第85話 絶対にエリカなんかに横取りさせない




 ――美紀、部屋にて。

 蓮見が部屋の電気を消しようやく眠りに入る頃、美紀はベッドの中でまだ自分の心臓が破裂しそうになるのでないかと思ってしまう程、


 ドクン、ドクン、ドクン!!!!!


 と心臓が鼓動している事を感じていた。

 なんであんなに恥ずかしくも大胆な行動に出てしまったかと思うとつい死にたくなるほど後悔しかなかった。あれでは自分が幼馴染である蓮見をずっと前から異性として見ていて好きだったみたいではないか。

 事実そうなのだが、わざわざ今日それをあんな大胆な行動で示す必要があったのかというわけで。


「あぁ~私のばかばかばかばかばかぁぁぁぁぁぁぁぁぁぁーーーーーーー!!!!」


 布団の中で暴れ、少しでも気持ちを紛らせようと必死な美紀。

 さっきはその場の勢いで何とか逃げれたが、明日からどう顔を合わせればいいのかと考えると更に頭が働いて眠れなくなる。今まで十年以上我慢していたからこそ、初めてのキスは死ぬほど恥ずかしくて、それと同じぐらいに嬉しくてドキドキした。だけど、強引な女だと思われ嫌われなかったかな、もしかしたら迷惑だったんじゃないかな、と色々とネガティブな思考も入り混じる結果となってしまった。
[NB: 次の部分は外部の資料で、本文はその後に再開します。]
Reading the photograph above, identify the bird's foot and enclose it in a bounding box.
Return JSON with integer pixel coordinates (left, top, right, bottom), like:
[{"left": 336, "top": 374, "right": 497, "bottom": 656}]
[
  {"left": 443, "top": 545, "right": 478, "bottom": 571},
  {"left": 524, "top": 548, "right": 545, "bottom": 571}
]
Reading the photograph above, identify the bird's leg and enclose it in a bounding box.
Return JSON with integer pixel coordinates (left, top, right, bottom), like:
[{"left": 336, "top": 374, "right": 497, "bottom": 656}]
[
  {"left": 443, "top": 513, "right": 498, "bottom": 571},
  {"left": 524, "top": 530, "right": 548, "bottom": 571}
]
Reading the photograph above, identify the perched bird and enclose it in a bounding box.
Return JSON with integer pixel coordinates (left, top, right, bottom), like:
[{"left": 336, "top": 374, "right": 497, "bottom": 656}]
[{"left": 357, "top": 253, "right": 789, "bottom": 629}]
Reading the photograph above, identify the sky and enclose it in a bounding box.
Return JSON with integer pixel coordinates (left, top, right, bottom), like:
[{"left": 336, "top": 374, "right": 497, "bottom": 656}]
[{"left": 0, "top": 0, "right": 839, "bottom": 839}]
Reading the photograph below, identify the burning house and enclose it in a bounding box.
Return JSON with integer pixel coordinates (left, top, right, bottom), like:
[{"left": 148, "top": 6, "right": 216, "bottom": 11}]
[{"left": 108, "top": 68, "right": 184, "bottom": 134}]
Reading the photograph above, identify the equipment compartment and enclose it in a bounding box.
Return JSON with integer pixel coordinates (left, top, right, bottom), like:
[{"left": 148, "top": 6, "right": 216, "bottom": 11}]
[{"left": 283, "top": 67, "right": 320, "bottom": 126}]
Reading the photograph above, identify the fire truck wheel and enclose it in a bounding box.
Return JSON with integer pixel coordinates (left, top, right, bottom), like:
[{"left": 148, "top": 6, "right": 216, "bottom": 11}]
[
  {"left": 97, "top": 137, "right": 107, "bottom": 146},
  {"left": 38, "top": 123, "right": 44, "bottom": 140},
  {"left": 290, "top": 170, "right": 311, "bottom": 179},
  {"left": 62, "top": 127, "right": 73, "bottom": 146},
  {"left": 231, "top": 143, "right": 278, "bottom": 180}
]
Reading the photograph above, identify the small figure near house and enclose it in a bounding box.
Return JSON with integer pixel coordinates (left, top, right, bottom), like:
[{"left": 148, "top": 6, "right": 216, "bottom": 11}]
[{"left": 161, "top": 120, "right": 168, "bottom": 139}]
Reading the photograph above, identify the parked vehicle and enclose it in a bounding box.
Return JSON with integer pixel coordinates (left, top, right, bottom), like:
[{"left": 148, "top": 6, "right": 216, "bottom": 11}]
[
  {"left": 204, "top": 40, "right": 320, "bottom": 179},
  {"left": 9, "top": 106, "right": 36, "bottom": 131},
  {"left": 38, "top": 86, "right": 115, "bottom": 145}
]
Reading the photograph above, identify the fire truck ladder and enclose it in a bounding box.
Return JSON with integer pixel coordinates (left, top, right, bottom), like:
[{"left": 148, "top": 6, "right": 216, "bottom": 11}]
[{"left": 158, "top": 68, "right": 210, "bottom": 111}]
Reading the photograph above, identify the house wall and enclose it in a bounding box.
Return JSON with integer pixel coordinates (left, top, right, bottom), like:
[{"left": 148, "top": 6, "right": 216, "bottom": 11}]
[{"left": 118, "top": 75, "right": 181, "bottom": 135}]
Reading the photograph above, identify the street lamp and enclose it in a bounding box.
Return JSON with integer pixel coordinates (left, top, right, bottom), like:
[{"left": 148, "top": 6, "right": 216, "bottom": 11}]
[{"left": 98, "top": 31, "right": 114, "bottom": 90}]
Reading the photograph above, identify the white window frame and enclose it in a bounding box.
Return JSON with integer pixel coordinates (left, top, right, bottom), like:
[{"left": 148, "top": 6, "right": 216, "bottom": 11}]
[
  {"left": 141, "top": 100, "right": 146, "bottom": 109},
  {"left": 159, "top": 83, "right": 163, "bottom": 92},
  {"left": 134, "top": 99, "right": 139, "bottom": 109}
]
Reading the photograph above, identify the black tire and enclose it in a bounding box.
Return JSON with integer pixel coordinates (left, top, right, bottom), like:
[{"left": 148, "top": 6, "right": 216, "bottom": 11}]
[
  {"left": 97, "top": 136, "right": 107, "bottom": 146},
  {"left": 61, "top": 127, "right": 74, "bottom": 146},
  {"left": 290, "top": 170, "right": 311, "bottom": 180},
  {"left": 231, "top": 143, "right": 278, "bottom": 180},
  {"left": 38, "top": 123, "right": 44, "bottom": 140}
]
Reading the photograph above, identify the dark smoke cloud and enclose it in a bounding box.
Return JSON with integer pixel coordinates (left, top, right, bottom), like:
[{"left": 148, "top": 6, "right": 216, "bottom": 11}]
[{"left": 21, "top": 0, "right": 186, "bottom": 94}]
「あぁ~もぉ! エリカが蓮見を好きとか言うからよ!!!」

 枕に顔を埋めて、思いっ切り叫ぶ美紀。

 先日ギルドホームで女子会をしたときに、エリカが言った一言のせいで美紀は焦りを覚えていた。同じ女として蓮見を狙っていると知った時は内心かなり驚いた。今まで蓮見が女子からモテる事はあまりなかった。だからいつまでも蓮見は隣に居てくれると思っていたのだがエリカの登場に美紀は内心慌てていたのだ。


 簡単に言うならば蓮見をかけた女と女の戦いである。


 エリカは美紀が蓮見を好きだと知っており、恋のライバルと認めているためか、蓮見に積極的な一面が特に最近は多くみられる。そのたびに蓮見の心が揺れ動いている事も何となくわかる。これでも幼馴染。だからこそ不安になってしまう。


 目に見えない恋愛バトルは第三回イベントより美紀にとっては大事なのは当たり前のことで、今までは恥ずかしかったり素直になれなくて素っ気ない態度を取っていたがそんな事をして恋の駆け引きを楽しんでいる時間はなくなった。今美紀の頭の中は蓮見の事で一杯なのだ。エリカに心が揺れ動いたと思えば、恥ずかしくても自分を見てもらえるように仕向けたりと今はそれを考える事だけで精一杯。


「てか、蓮見のばかぁ! エリカにほっぺにキスされたぐらいで心持っていかれないでよ!」


 当然エリカもあの日の女子会で美紀に負けないようにと、見せつけるように色々と言ってきているので全て知っている。なので美紀は美紀で反撃をしたのだが、大人の余裕を見せつけるようにエリカは終始余裕の笑みを見せていた。ちなみに三人は蓮見には内緒で連絡先を交換してリアルでも繋がっている。その為エリカがいつ蓮見にリアルでも手を出し見せつけてくるかと思えば恐ろしいくてしょうがない。なので美紀としては今の内にちょっとでも蓮見の胃袋ではなく心を掴んで振り向かせないといけないのだ。


「こっちは十年以上片想いしてるんだからね。絶対にエリカなんかに横取りさせない!」


 窓の外に視線を向けて、力強く宣言する美紀。


「そりゃわかってるわよ。青くて長い髪はとても綺麗だし、胸だって私と変わらないし大人びていて綺麗な人にあんな事されたら心が揺れ動くことぐらい……。でも蓮見と過ごした時間だけは絶対に誰にも負けないんだから」

 ブツブツと心の不安を掻き消すように言葉を紡ぎながら先程蹴り飛ばした掛け布団を拾い、元に戻してからもう一度お布団に入る。


 するとスマートフォンがバイブレーションする。

 美紀はそのまま枕元にあるスマートフォンを手に取り画面を確認する。

 噂をすれば。

 美紀は一度大きくため息を吐いてから電話に出る。